By 2008, some patients were “waiting six to nine months for an exam” and VA “didn’t know how to address the issue,” Mitchell said.
VA Greater Los Angeles Radiology department chief Dr. Suzie El-Saden initiated an “ongoing discussion in the department” to cancel exam requests and destroy veterans’ medical files so that no record of the exam requests would exist, thus reducing the backlog, Mitchell said.
Audio from a November 2008 meeting obtained by TheDC depicts VA Greater Los Angeles officials plotting to cancel backlogged exam requests.
“I’m still canceling orders from 2001,” said a male official in the meeting.
“Anything over a year old should be canceled,” replied a female official.
“Canceled or scheduled?” asked the male official.
“Canceled… Your backlog should start at April ’07,” the female official replied, later adding, ”a lot of those patients either had their studies somewhere else, had their surgery… died, don’t live in the state… It’s ridiculous.”
El-Saden, according to Mitchell, was “the person who said destroy the records.” And her plan was actually carried out during the Obama administration’s management of VA.
“That actually happened,” Mitchell said. “We had that discussion in November 2008 and then in March 2009 they started to delete the exams.

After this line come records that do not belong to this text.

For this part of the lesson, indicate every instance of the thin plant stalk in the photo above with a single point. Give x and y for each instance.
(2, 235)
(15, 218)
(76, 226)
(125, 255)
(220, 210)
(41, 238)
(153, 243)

Once you cancel or delete an order it automatically cancels out that record” so that no record of the exam requests remained.
Mitchell tried to blow the whistle on the scheme and ended up being transferred out of his department and eventually losing his job.
“I actually filed a complaint with the VA [Inspector General] IG and the office of special counsel. The IG requested if I had any documentation. They wanted names. I gave them [about] a thousand names,” Mitchell said. ”The list I turned into the IG went all the way back to 1997.”
“I filed the initial complaint with the IG… The IG instead of doing their own investigation just gave it to the facility and made them aware of my complaint.”
Mitchell eventually wrote to Congress about the issue in January 2011. Two months later, in March 2011, he was fired.
Mitchell received an April 30, 2013 letter from the U.S. Office of Special Counsel stating that OIG found in November 2009 that “all imaging services across the country were instructed to mass purge all outstanding imaging orders for studies older than six months, where the procedure was no longer needed” and that “patient imaging requests found to still be valid were scheduled… Approval was granted for this process by the MEC [Medical Executive Committee], and in collaboration with the Service Chiefs and/or Careline Directors within the health-care system.”
But Mitchell said that in Los Angeles, exam requests that were found to still be needed were “definitely” destroyed.
“The IG’s report said this was a nationwide issue, but I know when we were having our meeting we weren’t talking nationwide – we were talking about our department,” Mitchell said.
“It is the general policy of OSC not to transmit an allegation of wrongdoing to the head of the agency involved, where the agency’s OIG or its delegate, is currently investigating or has investigated, the same allegations. Consequently, this office will take no further action concerning this allegation,” according to the U.S. Office of Special Counsel letter.
“That was an excuse” and part of a “cover-up,” Mitchell said.
“I’ve actually filed a lawsuit against them” for wrongful termination and another complaint, Mitchell said. “I filed it in district court in August of last year. It was accepted in September. The court dismissed it and wants me to amend the complaint with additional facts. I’m turning that in this week.”
VA did not return repeated requests for comment. The VA Greater Los Angeles Healthcare System did not return a request for comment and for an interview with Dr. El-Saden.